Figure 6.. GLUT3-dependent histone acetylation promotes Th17 cell effector function.

(A) Effects of 2-Hydroxycitrate (2-HC), Soraphen A (SorA) or 5-Tetradecyloxy-2-furonic acid (TOFA) to inhibit ATP-citrate lyase (ACLY), acetyl-CoA carboxylases (ACC1/2) or fatty acid synthase (FAS), respectively. (B) Analysis of IL-17 expression in Th17 cells treated with 2-HC, SorA or TOFA during differentiation (72 h) or re-stimulation (5 h). (C-J) GLUT3-dependent acetyl-CoA controls the epigenetic re-programming of Th17 cells. (C and D) Analysis of global histone 3 (H3) acetylation at lysins K9/14 (C) and K27 (D) in WT and GLUT3-deficient Th17 cells; means ± SEM of 5=9 mice. (E) Glucose-derived incorporation of [¹⁴C] carbons into histones of WT, GLUT3- and ACLY-deficient Th17 cells; means ± SEM of 3 mice. (F) Analysis of IL-17 expression in GLUT3-deficient Th17 cells treated with 10 mM Panobinostat for 24 h; means ± SEM of 4-7 mice. (G-K) Genome-wide analysis of H3 K9/14 acetylation in WT and GLUT3-deficient Th17 cells by chromatin immunoprecipitation followed by DNA-sequencing (ChIP-seq). (G) Heatmaps using depth-normalized coverages of global K9/14 histone acetylation of WT and GLUT3-deficient Th17 cells relative to input samples. (H) Analysis of H3 K9/14 acetylation at the Il17a and Il17f gene cluster in WT and GLUT3-deficient Th17. Promoters (green shading), enhancers and other conserved noncoding regions (CNS, orange shading) were determined using ATAC-seq datasets of Th17 cells (Qiu et al., 2020). (I and J) Quantification of K9/14 (I) and K27 (J) acetylation in WT and GLUT3-deficient Th17 cells at the CNS-2, Il17a and Il17f promoter using ChIP-qPCR; n=5-6 mice. (K) Analysis of H3 K9/14 acetylation at the Il2 locus in WT and GLUT3-deficient Th17 cells. *, p<0.05; **, p<0.01, ***, p<0.001 by unpaired Student’s t-test (C-F), (I) and (J).

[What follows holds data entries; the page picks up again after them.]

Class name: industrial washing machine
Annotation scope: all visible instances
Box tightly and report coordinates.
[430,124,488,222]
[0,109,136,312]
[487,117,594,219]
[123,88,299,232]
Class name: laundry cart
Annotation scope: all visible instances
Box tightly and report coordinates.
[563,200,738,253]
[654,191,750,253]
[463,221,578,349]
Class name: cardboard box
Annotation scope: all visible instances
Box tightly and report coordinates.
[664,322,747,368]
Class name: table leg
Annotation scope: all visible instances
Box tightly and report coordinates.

Figure 7.. Pharmacological inhibition of ACLY ameliorates autoimmunity.

(A) Quantification of acetyl-CoA levels in Th17 cells treated with 5 mM 2-hydroxycitrate (2-HC) for 24 h; means ± SEM of 3 mice. (B) Analysis of global histone H3 acetylation at lysins K9/14 in Th17 cells treated with 5 mM 2-HC for 24 h. (C) Analysis of IFNγ and IL-17 expression in T cells after treatment with 2-HC for 24 h; means ± SEM of 7-15 mice. (D) Clinical EAE scores of WT mice immunized with MOG_35-55 peptide and treated therapeutically with 500 mg/kg 2-HC; means ± SEM of 5-6 mice per cohort. (E) Flow cytometric analysis of IL-17 and IFNγ production in T cells isolated from mice treated with or without 2-HC; means ± SEM of 4-6 mice. (F) Transfer of in vitro differentiated 2D2 Th17 cells into Rag1^−/− recipient mice with and without 2-HC treatment. Clinical EAE scores are means ± SEM of 2-4 mice. (G) 2-HC inhibits cytokine production of human CD4⁺ T cells. Flow cytometric analysis of IFN_γ and IL-17 expression in naïve, CD45RO⁺ and CD45RO⁺CCR6⁺ memory CD4⁺ T cell subsets from healthy donors after stimulation with PMA/Iono in presence or absence of 2-HC; n=6 donors. *, p<0.05; **, p<0.01, ***, p<0.001 by unpaired Student’s t-test (A), (C), (E) and (G).